The Liberals considered the casino movement to be short-lived, which turned out to be a mistake. The Süddeutsches Evangelisch-Protestantisches Wochenblatt says that "the casino will soon have become an impossibility once the season has cured the farmer of his boredom."

The government's bans on assembly also remained ineffective, as elections to the district assemblies were due in Baden in 1865, which the Catholic party, which now often referred to as the “Conservative Opposition”, reinterpreted as a protest against school laws and other actual or alleged attacks by the liberal state has been. Candidates were put up and electoral meetings held, which as such could not be banned. Jakob Lindau, who was able to mobilize over 3000 participants in two of his election events, was particularly popular.

In addition, the clergy took political sides in an unprecedented way. For example, the Archbishop of Freiburg, Hermann von Vicari, called in a pastoral letter to only elect candidates who were known to be “independent outwardly, faithful to the church and conscientious” and who were familiar with the needs of the Catholic people. On August 9th, a “free conference” of the clergy in Freiburg called for consistent commitment to the Catholic candidates. This request was not only sanctioned by the archbishop in retrospect, but also expressly declared a priestly duty. The clerical commitment had an effect: of 169 citizens' representatives, around 25 were clergy and a further 60 were candidates who were loyal to the church, which means they were represented in all district assemblies and even represented a majority in one. In comparison, the liberals in the second chamber of the Baden state parliament of 1863 achieved an overwhelming majority of 86% of the seats.

This election result also came as a shock to the Liberals because they had previously believed that the Catholic opposition did not have broad popular support and only represented a small group of backward rural populations.

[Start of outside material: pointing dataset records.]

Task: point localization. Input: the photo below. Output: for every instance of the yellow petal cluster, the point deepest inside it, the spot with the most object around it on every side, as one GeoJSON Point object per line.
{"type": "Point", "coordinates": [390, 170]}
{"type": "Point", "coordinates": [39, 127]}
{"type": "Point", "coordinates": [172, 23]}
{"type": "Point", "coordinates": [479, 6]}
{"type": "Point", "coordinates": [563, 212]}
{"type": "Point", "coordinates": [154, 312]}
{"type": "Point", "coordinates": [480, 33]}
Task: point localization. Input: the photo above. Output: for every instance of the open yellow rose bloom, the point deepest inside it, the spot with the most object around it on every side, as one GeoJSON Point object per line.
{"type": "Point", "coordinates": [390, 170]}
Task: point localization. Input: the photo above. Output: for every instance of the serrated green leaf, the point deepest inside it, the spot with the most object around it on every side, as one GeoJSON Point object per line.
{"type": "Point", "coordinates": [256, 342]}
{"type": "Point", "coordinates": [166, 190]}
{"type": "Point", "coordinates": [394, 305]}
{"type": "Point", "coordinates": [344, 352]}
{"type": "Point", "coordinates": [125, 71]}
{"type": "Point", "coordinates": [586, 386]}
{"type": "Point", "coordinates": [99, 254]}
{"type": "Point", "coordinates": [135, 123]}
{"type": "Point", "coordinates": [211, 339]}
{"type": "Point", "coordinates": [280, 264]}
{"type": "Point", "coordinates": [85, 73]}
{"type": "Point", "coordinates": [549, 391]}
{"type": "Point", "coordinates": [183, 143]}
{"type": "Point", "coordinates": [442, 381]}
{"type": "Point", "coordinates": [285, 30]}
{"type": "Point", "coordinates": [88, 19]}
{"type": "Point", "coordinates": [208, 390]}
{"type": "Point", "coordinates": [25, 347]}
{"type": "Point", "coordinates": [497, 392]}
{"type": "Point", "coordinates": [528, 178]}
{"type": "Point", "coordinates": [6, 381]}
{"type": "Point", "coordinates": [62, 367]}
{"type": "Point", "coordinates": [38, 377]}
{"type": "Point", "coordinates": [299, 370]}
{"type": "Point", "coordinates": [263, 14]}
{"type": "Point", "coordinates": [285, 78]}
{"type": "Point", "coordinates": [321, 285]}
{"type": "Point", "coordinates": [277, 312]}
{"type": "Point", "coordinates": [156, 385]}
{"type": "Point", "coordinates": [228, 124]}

It was also misunderstood that it was not only about church interests or a question of power in school politics, but also about the fact that the rural population perceived the consequences of liberal politics as a series of disadvantages that the Catholic "Freiburg Messenger" in a " List of Oppressions "summarized:

  • Increase in government spending since 1860,
  • strong increase in the number of civil servants with high salaries,
  • costly new administrative and judicial organization,
  • Freedom of trade,
  • Freedom of movement,
  • Marriage facilitation to the detriment of the communities,
  • too far-reaching emancipation of Jews and
  • the new cadastral survey with disadvantages for the landowners.

Social clubs

The Helblinghaus in Innsbruck was a "Catholic casino" around 1905.

As a result, among other things, the casino movement gave rise to the Catholic People's Party , the forerunner of the Center Party in Baden as a political reservoir for the ultramontanes .

The “Catholic Casino” itself was largely depoliticized, embodied itself in registered associations and became a place of socializing primarily for members of the Catholic bourgeoisie, although the establishment of such casinos was not limited to Baden or southern Germany. Some of these clubs still exist today.

literature

  • Ulrich Tjaden: Liberalism in Catholic Baden - history, organization and structure of the National Liberal Party of Baden 1869–1893. Dissertation Freiburg 2000, pp. 58-70 online
  • Franz Dor: Jakob Lindau. A Baden politician and folk man portrayed in his life and work. With a foreword by Theodor Wacker. 3rd ed. Herder, Freiburg 1913, pp. 23-29
  • Josef Becker : Liberal state and church in the era of the establishment of an empire and the culture war. History and structures of their relationship in Baden 1860-1876. Habil. Erlangen-Nürnberg 1968/69, Mainz 1973, pp. 141–152 and 195–198. Publications of the Commission for Contemporary History, Rh. B, Vol. 14.

Individual evidence

  1. Badischer Beobachter 41 (February 17, 1865): "On the handling of order in the wandering casinos"
  2. No. 6/1865, p. 36, cited by Tjaden, p. 64.
  3. ^ Bodies of local self-government created by the administrative reform of 1863, whose members were appointed, among other things, by general indirect elections.